Suddenly irritated, she wished she had gone home. “Give me a break.”
M.C. swung her stool to face the stage.
“Did we hit a nerve?” Sorenstein teased.
Snowe snickered. “What? Is Lundgren getting to you?”
“Not at all, boys, just enjoying the show.”
She ignored their laughter, sipped her wine and listened to the rest of the comic’s routine about growing up outside the Italian circle, looking in on them.
When he finished, she clapped loudly. He shot her a big smile, bowed and exited the stage. A moment later, he joined them at the bar. M.C. smiled at him. “Thanks. I needed that.”
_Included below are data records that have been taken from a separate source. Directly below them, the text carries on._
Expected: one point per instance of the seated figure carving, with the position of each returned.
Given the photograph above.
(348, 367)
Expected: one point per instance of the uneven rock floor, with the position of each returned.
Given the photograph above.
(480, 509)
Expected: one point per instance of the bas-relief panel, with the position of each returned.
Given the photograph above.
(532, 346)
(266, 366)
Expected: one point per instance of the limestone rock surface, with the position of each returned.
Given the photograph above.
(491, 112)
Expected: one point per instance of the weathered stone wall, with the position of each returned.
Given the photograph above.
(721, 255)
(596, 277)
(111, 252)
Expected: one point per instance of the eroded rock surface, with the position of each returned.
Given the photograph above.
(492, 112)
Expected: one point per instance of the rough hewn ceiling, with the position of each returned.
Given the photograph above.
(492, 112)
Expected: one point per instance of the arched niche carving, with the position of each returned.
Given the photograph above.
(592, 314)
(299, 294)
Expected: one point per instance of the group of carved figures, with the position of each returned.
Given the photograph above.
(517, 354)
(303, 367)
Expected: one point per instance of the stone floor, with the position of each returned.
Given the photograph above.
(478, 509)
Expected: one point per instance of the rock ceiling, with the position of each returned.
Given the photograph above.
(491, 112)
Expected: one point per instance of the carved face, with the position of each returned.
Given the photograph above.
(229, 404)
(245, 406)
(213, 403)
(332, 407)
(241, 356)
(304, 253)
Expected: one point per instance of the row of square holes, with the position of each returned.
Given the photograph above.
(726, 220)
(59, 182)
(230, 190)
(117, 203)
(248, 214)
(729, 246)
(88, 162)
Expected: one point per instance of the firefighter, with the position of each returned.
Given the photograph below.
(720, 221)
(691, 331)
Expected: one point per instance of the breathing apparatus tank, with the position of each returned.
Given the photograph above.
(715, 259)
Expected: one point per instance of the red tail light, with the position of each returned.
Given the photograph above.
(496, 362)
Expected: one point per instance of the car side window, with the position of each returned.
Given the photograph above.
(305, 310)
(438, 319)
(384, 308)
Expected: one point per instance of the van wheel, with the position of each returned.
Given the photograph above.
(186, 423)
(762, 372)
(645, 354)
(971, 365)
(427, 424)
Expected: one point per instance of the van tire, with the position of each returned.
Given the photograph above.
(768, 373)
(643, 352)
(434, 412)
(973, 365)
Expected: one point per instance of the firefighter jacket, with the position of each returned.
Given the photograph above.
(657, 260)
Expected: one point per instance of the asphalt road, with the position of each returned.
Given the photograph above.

“Thank you. I need that.” The bartender set a beer in front of him, obviously on the house. He took a long swallow, then glanced back at her. “Let me guess, you’re family.”
He was referring to her ethnicity, she knew. And with her dark hair and eyes and olive skin tone, she knew she looked the part. One hundred percent. She smiled. “You were very funny. Right on target.”
“Thank you, Mary Catherine.”
“Call me M.C. So tell me, how has your family reacted to your choice of comedic subject matter?”
“They hired Uncle Tony to take care of me.”
“Uncle Tony?” she repeated, lips lifting. “An enforcer?”
“Much worse. An ambulance-chasing shark in a suit. He threatened me with a defamation of character lawsuit.”
“You’re serious?”
“Absolutely. I told him to bring it on.” He took a swallow of his beer. “So what’s your story?”
“I’m the youngest of six. And the only girl.”
“I’m sitting next to royalty, then.” He mock bowed. “Princess Mary Catherine.”
“In the form of a cop.”
He held up his glass in a mock toast. “To a fellow rebel and outsider.”
An outsider? She had never thought of herself quite that way, but it certainly fit. She was one of them and loved, but different. And not just because she didn’t fit the mold of her ancestors. Her profession made her different, as well. The way she lived. The violence and inhumanity she saw on a daily basis.